Sull’egoismo: discorsi.

A mio vedere ci sono due egoismi. Il primo contribuisce alla conservazione della vita di un dato soggetto. Il secondo contribuisce alla conservazione della vita di un dato soggetto, su di un altro dato soggetto. Negativo il secondo, ovviamente.

avatar caro perdamasco, una volta fissate giustamente (come fai tu) le radici biologiche del primo egoismo, temo che non sia più possibile distinguerlo dal secondo. O meglio si può farlo, ma con un percorso molto più lungo, che a me pare questo.
Che l’egoisnmo istintivo e immediato che la natura sotto specie di selezione naturale ha fissato come programma di ogni organismo vivente, nel caso di un animale come l’uomo, che ha sviluppato un controllo tecnologico dell’ambiente, non è più adeguato, da solo, a garantire la sopravvivenza della specie. In altre parole, l’egoismo funziona per gli esseri viventi semplici e deboli che debbono lottare, sottoposti alla natura, per la sopravvivenza. Non funziona più quando una specie diventa capace di modificare il suo ambiente: in questo caso la somma dell’egoismo dei molti porta a una distruzione disordinata dell’abiente, che può distruggere la specie intera. Per questo l’egoismo va controllata da funzioni psicologiche superiori, come una morale consapevole del suo obiettivo della consevrazione della specie umana e della stessa natura che ne e’ il presupposto fondamentale.
fotina“per questo l’egoismo va controllata da funzioni psicologiche superiori, come una morale consapevole del suo obiettivo della conservazione della specie umana e della stessa natura che ne è il presupposto fondamentale.”
 Verissimo; ed è anche l’istintuale progetto base di tutte le religioni, direi. Guaio è, che lo perdono (l’egoismo come antidoto morale contro l’egoismo sovra individuale che porta hai poteri) mano a mano diventano politiche. E poi dici che sono io a razzolare male! 😀 Altrettanto è vero che l’impedire al necessario egoismo individuale di non diventare un egoismo sovra individuale è un percorso che dura tutta la vita quando non oltre come penso.

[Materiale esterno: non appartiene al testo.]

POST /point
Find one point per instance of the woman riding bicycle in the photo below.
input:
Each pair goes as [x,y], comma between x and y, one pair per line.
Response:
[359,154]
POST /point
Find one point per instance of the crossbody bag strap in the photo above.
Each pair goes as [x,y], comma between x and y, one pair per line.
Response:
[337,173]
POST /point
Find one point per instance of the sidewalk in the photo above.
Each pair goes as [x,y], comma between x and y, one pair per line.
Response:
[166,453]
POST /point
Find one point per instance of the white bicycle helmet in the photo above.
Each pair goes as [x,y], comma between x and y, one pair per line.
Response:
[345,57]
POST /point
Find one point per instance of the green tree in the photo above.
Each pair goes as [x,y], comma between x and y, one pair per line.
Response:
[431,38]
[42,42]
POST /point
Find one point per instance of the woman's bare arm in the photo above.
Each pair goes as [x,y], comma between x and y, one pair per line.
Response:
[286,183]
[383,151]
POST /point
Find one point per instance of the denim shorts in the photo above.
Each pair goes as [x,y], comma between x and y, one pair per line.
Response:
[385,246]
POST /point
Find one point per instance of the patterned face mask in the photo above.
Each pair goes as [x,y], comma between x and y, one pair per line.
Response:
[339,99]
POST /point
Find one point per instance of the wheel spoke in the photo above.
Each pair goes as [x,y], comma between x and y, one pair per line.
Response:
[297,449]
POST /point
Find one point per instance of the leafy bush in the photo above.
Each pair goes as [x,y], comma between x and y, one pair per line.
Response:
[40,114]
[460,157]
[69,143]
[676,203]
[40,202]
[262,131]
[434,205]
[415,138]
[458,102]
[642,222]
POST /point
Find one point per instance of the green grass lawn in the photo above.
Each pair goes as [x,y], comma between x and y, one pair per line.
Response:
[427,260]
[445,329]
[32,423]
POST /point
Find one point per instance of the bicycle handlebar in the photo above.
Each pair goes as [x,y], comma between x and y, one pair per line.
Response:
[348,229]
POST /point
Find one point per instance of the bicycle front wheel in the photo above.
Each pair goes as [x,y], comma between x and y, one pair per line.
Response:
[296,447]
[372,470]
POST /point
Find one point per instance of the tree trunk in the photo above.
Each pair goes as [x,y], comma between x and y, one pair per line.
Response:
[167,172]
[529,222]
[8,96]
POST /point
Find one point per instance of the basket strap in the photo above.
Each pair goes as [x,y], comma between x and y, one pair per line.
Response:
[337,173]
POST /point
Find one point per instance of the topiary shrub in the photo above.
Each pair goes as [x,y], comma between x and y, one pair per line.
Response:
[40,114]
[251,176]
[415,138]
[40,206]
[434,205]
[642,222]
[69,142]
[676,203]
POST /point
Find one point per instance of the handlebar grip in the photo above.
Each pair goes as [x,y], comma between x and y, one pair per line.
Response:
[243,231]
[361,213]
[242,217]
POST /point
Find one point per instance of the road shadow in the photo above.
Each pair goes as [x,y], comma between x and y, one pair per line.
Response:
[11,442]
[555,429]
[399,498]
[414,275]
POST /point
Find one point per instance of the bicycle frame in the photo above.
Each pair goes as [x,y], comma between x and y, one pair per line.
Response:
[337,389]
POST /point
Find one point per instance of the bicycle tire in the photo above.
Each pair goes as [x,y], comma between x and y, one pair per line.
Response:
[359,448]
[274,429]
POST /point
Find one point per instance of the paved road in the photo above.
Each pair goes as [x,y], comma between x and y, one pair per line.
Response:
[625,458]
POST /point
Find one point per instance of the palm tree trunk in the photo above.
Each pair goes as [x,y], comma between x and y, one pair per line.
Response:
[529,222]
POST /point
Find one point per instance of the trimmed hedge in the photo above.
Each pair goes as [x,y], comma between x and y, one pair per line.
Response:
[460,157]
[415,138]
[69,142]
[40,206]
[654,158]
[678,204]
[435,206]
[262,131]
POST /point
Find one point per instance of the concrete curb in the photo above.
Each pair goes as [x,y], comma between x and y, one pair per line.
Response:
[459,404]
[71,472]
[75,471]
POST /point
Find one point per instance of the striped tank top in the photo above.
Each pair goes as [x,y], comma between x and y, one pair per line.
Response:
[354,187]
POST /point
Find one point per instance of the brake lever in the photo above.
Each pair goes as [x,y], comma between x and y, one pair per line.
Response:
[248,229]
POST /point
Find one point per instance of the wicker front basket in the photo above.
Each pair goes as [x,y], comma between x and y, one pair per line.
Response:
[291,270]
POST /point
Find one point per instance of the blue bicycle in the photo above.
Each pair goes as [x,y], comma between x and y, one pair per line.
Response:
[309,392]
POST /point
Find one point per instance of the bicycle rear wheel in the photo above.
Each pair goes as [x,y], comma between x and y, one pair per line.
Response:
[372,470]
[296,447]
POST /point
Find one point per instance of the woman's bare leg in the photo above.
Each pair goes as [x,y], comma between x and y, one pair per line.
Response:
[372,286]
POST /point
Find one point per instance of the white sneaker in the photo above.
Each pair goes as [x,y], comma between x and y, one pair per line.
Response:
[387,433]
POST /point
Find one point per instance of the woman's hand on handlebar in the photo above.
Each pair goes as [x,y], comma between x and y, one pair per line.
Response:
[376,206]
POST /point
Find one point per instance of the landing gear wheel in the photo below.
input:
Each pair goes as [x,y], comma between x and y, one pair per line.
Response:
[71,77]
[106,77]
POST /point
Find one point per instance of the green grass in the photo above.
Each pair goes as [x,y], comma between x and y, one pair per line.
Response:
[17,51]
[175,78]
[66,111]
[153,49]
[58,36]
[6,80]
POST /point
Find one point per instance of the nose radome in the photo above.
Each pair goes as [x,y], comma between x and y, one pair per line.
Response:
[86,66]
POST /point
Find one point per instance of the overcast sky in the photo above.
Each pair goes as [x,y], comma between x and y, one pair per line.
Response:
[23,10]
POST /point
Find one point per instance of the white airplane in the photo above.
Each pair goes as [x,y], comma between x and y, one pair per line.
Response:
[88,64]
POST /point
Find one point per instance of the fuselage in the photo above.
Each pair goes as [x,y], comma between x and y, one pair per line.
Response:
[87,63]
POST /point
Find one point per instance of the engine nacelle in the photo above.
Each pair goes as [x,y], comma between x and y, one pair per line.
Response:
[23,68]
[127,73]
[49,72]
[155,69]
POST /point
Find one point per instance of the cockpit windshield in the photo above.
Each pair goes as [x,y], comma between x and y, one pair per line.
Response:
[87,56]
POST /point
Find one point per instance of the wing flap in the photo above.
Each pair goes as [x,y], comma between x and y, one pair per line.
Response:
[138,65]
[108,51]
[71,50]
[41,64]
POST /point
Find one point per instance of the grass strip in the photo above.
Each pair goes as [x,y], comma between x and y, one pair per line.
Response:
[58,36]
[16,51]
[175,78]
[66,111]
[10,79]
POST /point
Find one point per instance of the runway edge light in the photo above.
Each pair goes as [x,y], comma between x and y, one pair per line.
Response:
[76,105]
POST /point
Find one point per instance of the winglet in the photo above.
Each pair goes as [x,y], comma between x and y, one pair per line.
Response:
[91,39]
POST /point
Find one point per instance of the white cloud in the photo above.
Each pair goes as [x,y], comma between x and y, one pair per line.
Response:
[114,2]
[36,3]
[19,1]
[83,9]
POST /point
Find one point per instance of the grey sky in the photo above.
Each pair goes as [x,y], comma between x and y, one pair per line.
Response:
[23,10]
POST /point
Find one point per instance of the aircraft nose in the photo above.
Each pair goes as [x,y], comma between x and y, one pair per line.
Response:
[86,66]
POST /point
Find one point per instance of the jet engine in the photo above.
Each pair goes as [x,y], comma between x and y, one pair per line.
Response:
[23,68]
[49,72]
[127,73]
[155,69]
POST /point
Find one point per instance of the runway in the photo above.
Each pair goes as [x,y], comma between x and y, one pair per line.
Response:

avatar in altre parole, l’egoismo funziona per gli esseri viventi semplici e deboli che debbono lottare, sottoposti alla natura, per la sopravvivenza.

fotina Dissentirei. A mio vedere non è dei soli semplici e deboli. O meglio, è debole e semplice (l’egoismo di quei soggetti) se gli stessi soggetti non se ne sono serviti o non hanno potuto servirsene) con pienezza. Cosa sia “con pienezza” per un dato soggetto, lo dice l’esistenza e l’individualità del dato soggetto. Ed anche questo, è ricerca che dura come detto sopra. Condivido a proposito dei problemi inerenti l’ambiente. Sono problemi che nascono, appunto, da una sovra esposizione: quella dell’egoismo individuale – sociale su l’ego della Terra.